Virtual archaeology tour brings campus history to life
Remnants of Carolina’s history, hidden in some cases for thousands of years, have burst through the soil in virtual and actual forms thanks to a new walking tour.
We rarely think about the history that lies below our feet.
But remnants of Carolina’s history, hidden in some cases for thousands of years, have burst through the soil in virtual and actual forms thanks to a new walking tour.
The Research Laboratories of Archaeology created a walking tour to show the dozen places on campus where archaeologists excavated and made discoveries about life before the University’s founding and during its first 100 years.
“Beneath Our Feet: A Walking Tour of Archaeological Sites at UNC-Chapel Hill” can be found at a website that fits whatever device you are using. A printed brochure is available for people who want to explore with paper in hand. The tour focuses on Carolina’s original campus, beginning near the Carolina Inn and visiting 12 sites where excavations were made since 1991.
“This is a lovely website — a reminder that an archaeological excavation is not just scientific activity, but also a work of art. It also gives a glimpse of what it means for a university to carry out its mission in one place for 225 years,” said Rudi Colloredo-Mansfeld, a senior associate dean in the College of Arts & Sciences whose oversight includes the RLA.
Colloredo-Mansfeld and others are particularly struck by the photos and 3D images of excavations and artifacts such as everyday items, American Indian artifacts, wells and building foundations that make the tour come to life. The 3D images can be rotated and viewed from all sides, even from an underground view. Steve Davis, a Carolina research archaeologist, and undergraduate students created the 3D images.
“The website allows us to talk about people’s lives and campus life and the history of the land before campus in kind of mundane everyday ways that people don’t bother to write down,” said Margaret Scarry, RLA director and chair of the archaeology curriculum.
Scarry was the one who suggested that the brochure be updated and a website created. “Given that we’ve already done the work, it’s fantastic to tap into some of the history of campus that will interest many people, instead of it being hidden below the landscape and available only in publications.
“The website gives us a little more room to make things come alive for people, whether they’re walking around or sitting in their home or office.”
Taking the tour
The tour begins near the Carolina Inn. There, you can see a 3D model of a stone-lined well, discovered in 2018 when workers repaved a driveway. A below-ground view shows the stones lining the well extending several feet down.
Other highlights include the Graham Memorial site, the first on campus investigated by Carolina archaeologists. In conjunction with the University’s 1993 bicentennial celebration, faculty and students worked on McCorkle Place’s north boundary. They found items from what was originally a tavern house, then hotel, then boarding house called the Eagle Hotel throughout the 19th century and into the 20th century, when it became the University Inn.

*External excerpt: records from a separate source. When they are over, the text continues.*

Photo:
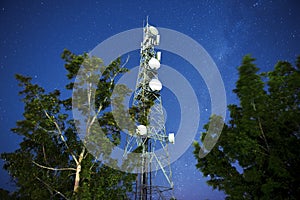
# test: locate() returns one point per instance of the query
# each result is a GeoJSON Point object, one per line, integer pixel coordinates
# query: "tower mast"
{"type": "Point", "coordinates": [150, 138]}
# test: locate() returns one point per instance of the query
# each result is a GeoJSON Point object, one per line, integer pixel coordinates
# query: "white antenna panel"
{"type": "Point", "coordinates": [141, 130]}
{"type": "Point", "coordinates": [172, 138]}
{"type": "Point", "coordinates": [158, 56]}
{"type": "Point", "coordinates": [154, 63]}
{"type": "Point", "coordinates": [155, 85]}
{"type": "Point", "coordinates": [157, 40]}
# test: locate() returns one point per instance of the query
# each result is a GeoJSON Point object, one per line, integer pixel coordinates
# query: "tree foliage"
{"type": "Point", "coordinates": [257, 154]}
{"type": "Point", "coordinates": [52, 162]}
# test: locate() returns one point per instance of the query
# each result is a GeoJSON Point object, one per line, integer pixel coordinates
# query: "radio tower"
{"type": "Point", "coordinates": [150, 138]}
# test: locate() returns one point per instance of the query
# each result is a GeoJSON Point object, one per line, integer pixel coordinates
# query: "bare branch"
{"type": "Point", "coordinates": [51, 188]}
{"type": "Point", "coordinates": [54, 169]}
{"type": "Point", "coordinates": [61, 136]}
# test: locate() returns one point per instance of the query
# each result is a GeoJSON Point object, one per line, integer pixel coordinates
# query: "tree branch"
{"type": "Point", "coordinates": [61, 136]}
{"type": "Point", "coordinates": [54, 169]}
{"type": "Point", "coordinates": [49, 187]}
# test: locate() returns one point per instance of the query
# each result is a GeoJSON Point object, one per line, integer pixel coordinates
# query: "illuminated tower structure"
{"type": "Point", "coordinates": [150, 136]}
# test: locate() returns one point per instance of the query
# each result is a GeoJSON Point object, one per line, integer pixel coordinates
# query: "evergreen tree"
{"type": "Point", "coordinates": [257, 154]}
{"type": "Point", "coordinates": [52, 162]}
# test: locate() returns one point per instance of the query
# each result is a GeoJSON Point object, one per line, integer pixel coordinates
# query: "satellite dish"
{"type": "Point", "coordinates": [155, 85]}
{"type": "Point", "coordinates": [141, 130]}
{"type": "Point", "coordinates": [172, 138]}
{"type": "Point", "coordinates": [153, 30]}
{"type": "Point", "coordinates": [154, 63]}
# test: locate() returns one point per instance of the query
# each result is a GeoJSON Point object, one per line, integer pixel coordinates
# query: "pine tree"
{"type": "Point", "coordinates": [52, 162]}
{"type": "Point", "coordinates": [257, 154]}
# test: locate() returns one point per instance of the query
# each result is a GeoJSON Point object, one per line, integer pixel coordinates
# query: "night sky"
{"type": "Point", "coordinates": [34, 33]}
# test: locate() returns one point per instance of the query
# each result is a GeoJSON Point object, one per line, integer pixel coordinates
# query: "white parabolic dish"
{"type": "Point", "coordinates": [153, 30]}
{"type": "Point", "coordinates": [142, 130]}
{"type": "Point", "coordinates": [155, 85]}
{"type": "Point", "coordinates": [154, 63]}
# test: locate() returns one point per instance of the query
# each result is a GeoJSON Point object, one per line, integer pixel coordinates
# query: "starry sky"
{"type": "Point", "coordinates": [34, 33]}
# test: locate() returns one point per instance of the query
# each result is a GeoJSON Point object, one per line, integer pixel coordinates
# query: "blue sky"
{"type": "Point", "coordinates": [34, 34]}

The Love House on Franklin Street was built on the site previously occupied by the home of Carolina’s second president, Joseph Caldwell, until it was destroyed by fire. A 2004 excavation proved the site was also occupied well before Caldwell’s time, with finds that included undisturbed evidence of a 1,500-year-old American Indian settlement.

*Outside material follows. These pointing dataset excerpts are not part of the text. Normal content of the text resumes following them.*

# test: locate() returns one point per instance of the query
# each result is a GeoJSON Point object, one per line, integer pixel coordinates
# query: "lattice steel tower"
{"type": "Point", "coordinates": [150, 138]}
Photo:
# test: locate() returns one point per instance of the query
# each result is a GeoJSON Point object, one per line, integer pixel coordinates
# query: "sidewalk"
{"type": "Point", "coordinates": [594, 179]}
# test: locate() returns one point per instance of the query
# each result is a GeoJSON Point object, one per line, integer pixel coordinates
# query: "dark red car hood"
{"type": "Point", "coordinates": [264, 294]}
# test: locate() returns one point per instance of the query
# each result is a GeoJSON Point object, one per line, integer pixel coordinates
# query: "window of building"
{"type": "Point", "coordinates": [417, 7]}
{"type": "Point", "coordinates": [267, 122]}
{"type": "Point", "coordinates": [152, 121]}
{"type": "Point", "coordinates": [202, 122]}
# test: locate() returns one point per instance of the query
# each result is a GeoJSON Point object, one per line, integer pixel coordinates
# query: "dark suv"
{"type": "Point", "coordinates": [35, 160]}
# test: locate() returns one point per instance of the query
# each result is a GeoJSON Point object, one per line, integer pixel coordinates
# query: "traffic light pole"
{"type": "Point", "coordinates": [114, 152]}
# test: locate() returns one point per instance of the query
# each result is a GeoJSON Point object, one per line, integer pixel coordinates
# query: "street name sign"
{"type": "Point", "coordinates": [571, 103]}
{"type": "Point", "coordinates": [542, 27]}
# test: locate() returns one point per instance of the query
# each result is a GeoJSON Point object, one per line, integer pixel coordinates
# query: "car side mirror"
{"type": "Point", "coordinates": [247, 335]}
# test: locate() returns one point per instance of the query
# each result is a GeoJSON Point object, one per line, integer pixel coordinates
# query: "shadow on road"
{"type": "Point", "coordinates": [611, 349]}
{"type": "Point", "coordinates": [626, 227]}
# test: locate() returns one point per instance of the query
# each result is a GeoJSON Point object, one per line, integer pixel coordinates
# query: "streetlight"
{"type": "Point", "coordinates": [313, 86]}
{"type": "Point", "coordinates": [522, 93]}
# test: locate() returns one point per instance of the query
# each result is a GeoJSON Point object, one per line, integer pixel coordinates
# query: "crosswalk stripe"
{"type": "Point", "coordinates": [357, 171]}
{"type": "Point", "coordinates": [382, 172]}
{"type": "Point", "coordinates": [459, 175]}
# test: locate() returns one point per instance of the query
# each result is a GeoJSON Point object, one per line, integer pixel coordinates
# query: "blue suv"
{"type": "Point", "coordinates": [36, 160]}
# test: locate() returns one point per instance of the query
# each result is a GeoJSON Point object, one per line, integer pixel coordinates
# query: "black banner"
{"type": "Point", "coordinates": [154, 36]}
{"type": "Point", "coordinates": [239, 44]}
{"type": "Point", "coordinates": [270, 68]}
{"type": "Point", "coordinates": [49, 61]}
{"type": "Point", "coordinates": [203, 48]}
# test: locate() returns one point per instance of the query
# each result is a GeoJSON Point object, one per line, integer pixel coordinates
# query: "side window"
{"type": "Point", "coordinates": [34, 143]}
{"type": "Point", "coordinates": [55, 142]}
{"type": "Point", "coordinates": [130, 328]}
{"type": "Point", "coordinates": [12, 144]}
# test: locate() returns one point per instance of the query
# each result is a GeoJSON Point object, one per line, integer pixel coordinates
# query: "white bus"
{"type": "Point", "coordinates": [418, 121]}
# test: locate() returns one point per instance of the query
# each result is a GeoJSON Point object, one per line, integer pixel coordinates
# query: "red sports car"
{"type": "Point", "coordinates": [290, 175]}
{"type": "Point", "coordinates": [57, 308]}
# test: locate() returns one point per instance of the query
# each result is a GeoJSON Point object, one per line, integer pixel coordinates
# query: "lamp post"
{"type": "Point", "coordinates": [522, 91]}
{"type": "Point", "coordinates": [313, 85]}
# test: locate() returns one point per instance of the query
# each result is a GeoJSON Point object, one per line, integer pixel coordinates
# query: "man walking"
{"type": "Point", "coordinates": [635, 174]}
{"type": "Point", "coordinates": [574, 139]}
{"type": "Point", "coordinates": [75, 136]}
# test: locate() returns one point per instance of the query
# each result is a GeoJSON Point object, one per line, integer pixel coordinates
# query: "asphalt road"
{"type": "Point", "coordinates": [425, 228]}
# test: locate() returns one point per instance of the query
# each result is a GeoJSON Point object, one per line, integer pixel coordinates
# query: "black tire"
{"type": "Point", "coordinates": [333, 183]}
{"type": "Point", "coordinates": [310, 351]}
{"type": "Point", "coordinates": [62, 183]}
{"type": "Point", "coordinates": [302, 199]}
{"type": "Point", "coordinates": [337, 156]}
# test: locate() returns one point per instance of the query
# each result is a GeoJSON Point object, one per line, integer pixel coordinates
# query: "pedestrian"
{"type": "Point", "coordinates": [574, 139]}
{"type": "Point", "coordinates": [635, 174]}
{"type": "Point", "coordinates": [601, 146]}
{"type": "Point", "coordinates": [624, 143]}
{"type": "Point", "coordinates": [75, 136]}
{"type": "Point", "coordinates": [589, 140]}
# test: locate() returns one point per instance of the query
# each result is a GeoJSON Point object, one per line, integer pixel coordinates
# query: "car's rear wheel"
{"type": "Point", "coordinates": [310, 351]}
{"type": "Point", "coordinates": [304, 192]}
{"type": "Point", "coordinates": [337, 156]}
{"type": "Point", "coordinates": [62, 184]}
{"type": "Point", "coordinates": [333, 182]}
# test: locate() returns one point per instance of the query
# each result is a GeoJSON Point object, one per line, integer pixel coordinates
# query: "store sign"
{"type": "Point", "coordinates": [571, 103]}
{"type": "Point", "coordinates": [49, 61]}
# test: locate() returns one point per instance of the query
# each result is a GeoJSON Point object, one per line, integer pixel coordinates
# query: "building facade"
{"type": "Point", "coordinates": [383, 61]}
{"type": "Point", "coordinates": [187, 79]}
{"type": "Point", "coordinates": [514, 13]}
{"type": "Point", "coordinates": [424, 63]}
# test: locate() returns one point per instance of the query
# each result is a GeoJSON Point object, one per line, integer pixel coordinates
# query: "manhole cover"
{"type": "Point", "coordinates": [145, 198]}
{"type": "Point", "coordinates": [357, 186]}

Remains associated with Steward’s Hall, one of the first buildings on campus, were found near New East. Constructed in 1794 and used as a dining hall until 1816, the building was a center of University life. In 2007, excavators found numerous artifacts from the early 19th century, likely discarded trash-in the back yard of Steward’s Hall.
Work near Pettigrew in 1997 before construction of Hyde Hall found the site of a Phi Delta Theta fraternity house and, below that, of a privately-owned dormitory called the Poor House, razed before 1880.

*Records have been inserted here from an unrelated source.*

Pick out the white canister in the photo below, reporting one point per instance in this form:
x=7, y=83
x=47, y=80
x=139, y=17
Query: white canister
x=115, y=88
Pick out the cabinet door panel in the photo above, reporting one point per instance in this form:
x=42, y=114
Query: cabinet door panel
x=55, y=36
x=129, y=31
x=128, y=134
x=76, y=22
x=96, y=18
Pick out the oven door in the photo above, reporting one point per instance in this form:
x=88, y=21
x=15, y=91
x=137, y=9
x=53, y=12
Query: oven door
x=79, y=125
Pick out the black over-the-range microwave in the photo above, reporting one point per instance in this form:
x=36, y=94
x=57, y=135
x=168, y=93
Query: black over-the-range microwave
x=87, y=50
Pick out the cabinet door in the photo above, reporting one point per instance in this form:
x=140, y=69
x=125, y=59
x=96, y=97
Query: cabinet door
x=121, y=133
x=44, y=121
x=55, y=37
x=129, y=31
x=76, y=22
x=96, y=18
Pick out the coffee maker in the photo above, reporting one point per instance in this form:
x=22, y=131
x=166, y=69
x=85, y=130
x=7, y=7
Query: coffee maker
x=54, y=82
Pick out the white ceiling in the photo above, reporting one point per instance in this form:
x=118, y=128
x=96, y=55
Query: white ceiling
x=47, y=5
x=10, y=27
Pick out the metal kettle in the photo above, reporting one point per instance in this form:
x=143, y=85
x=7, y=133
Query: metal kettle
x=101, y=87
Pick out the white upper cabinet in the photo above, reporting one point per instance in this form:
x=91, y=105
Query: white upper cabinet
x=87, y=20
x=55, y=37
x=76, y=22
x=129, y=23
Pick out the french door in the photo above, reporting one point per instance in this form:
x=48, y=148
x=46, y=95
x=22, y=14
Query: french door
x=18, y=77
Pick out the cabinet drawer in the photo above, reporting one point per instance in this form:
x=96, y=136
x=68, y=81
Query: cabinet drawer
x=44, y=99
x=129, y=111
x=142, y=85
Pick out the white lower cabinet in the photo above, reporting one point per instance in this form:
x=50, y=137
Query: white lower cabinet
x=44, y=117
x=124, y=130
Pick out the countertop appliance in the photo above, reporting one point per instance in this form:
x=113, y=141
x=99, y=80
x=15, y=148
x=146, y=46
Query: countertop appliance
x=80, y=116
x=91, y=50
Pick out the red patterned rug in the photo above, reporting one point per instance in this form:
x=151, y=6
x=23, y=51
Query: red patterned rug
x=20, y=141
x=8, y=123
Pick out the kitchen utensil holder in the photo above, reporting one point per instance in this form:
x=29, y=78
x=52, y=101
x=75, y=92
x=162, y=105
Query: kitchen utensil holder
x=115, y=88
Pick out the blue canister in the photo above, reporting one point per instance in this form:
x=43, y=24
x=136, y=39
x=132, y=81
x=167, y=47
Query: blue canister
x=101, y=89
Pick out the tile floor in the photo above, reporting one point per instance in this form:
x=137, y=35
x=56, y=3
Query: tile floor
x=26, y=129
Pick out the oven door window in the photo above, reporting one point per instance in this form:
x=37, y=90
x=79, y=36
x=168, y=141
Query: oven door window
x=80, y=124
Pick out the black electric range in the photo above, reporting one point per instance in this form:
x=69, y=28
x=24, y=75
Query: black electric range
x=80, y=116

At Old West, a crawlspace exploration yielded many everyday items and an American Indian spear point that is thousands of years old.
Along Cameron Avenue, utility work and limited excavation revealed the foundation of a portico for Old Memorial Hall, which was torn down in 1930 because of its dangerous deterioration and replaced by Memorial Hall in 1931.
Bringing the stories to life was largely the work of Davis, who worked on all of the excavations; Colleen Betti, a research assistant who works on public outreach and created the website; and Heather Lapham, a research archaeologist.
“We hope that this can be used by a variety of people, especially faculty and students who are trying to do something related to campus history or maybe public schools looking to do something on history and archaeology,” Betti said.